As someone once said, in politics, if you have to explain you’ve lost the debate.

[From Stumbling and Mumbling: Expertise in politics]

Well, that's just a sad, but true, signpost on the road to disaster that we seem unable to turn off. Why does this matter?

At the last election, over 55s accounted for more than 10 million votes cast - 40% of the total. In 24 constituencies, they accounted for more than half the votes cast (and there will be more constituencies like them when we next go to the polls).

[From Nick Cohen: Loth as I am to give Joan Bakewell a kicking... | Comment is free | The Observer]

You won't see an article in the Daily Mail arguing that old people should start paying back some of the largesse that the Joan Bakewell generation acquired through political capture, but the truth is that as they come to dominate the political environment so it will become impossible take even the slightest steps to redress the balance. Meanwhile doctors are thinking of going on strike because they want to continue to retire at 60 while the rest of us work until we drop.

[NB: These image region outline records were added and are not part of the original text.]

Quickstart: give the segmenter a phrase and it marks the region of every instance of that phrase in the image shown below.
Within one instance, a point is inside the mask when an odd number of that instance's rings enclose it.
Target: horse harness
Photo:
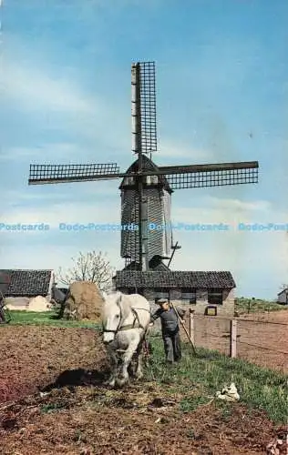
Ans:
[[[115,333],[115,335],[116,335],[118,332],[121,332],[124,330],[130,330],[131,329],[143,329],[143,330],[145,331],[145,328],[140,324],[140,321],[139,321],[139,316],[137,314],[136,309],[142,309],[143,311],[148,311],[150,314],[150,311],[149,309],[132,308],[131,308],[131,311],[134,315],[134,320],[133,320],[132,324],[127,324],[126,326],[121,326],[121,319],[122,319],[121,307],[119,307],[119,309],[120,309],[120,318],[119,318],[119,323],[118,325],[118,328],[115,330],[103,328],[103,332],[112,332],[112,333]]]

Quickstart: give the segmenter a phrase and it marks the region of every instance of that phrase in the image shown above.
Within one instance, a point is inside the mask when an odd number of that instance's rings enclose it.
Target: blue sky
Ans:
[[[78,251],[123,267],[119,234],[58,223],[119,223],[118,183],[28,186],[30,163],[117,162],[131,153],[130,66],[155,60],[159,165],[259,160],[260,182],[178,190],[172,219],[228,223],[174,233],[174,269],[231,270],[237,294],[273,298],[288,281],[286,0],[6,0],[1,7],[2,268],[67,268]]]

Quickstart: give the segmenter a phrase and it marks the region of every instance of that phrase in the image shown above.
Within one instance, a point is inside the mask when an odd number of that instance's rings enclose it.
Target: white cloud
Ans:
[[[2,220],[5,224],[46,223],[50,228],[58,228],[59,223],[119,223],[120,207],[118,201],[109,201],[107,207],[105,199],[96,200],[95,204],[73,203],[41,204],[37,207],[12,208],[2,212]]]
[[[23,64],[3,62],[1,72],[2,96],[23,104],[26,110],[50,108],[76,114],[100,112],[96,99],[86,96],[70,79],[39,71],[36,66],[27,67]]]
[[[173,142],[171,140],[160,141],[159,153],[157,154],[157,156],[158,155],[165,158],[176,158],[178,160],[177,164],[179,164],[180,158],[185,158],[185,160],[188,159],[190,163],[194,163],[195,160],[197,161],[198,159],[206,160],[211,159],[212,157],[211,153],[208,150],[195,149],[188,147],[186,144],[177,141]]]

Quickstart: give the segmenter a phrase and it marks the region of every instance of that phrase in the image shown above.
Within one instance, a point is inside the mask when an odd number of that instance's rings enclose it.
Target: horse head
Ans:
[[[103,304],[103,342],[109,344],[114,341],[122,322],[128,316],[128,308],[125,305],[125,296],[121,292],[102,293]]]

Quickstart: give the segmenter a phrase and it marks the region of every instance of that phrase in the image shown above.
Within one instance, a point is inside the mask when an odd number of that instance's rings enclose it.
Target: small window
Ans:
[[[154,298],[155,303],[157,303],[158,298],[167,298],[169,299],[169,290],[161,288],[155,288],[154,289]]]
[[[124,185],[134,185],[134,183],[135,183],[134,177],[126,177],[124,178],[123,182]]]
[[[208,289],[208,303],[212,305],[222,305],[223,303],[223,291],[222,289],[211,288]]]
[[[184,288],[181,289],[181,300],[186,303],[196,303],[196,289],[191,288]]]
[[[147,176],[146,183],[147,183],[147,185],[157,185],[158,184],[158,176]]]

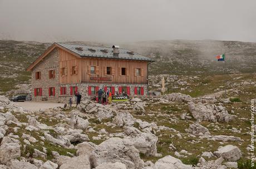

the true cost of these pensions ranges from 34.7 per cent of salary for a male teacher, up to 71.8 per cent for a policewoman. No wonder the Government Actuary’s Department calculates that taxpayers will have to find a total of £770bn in future to deliver unfunded pensions already promised to public sector workers.

[From Arresting cost of police pensions – and five steps to boost yours – Telegraph Blogs]

This is why I am telling my kids to leave the country before the civil war between the unemployed or highly-taxed young and the retired old begins.

In the future, everyone will be famous to fifteen people.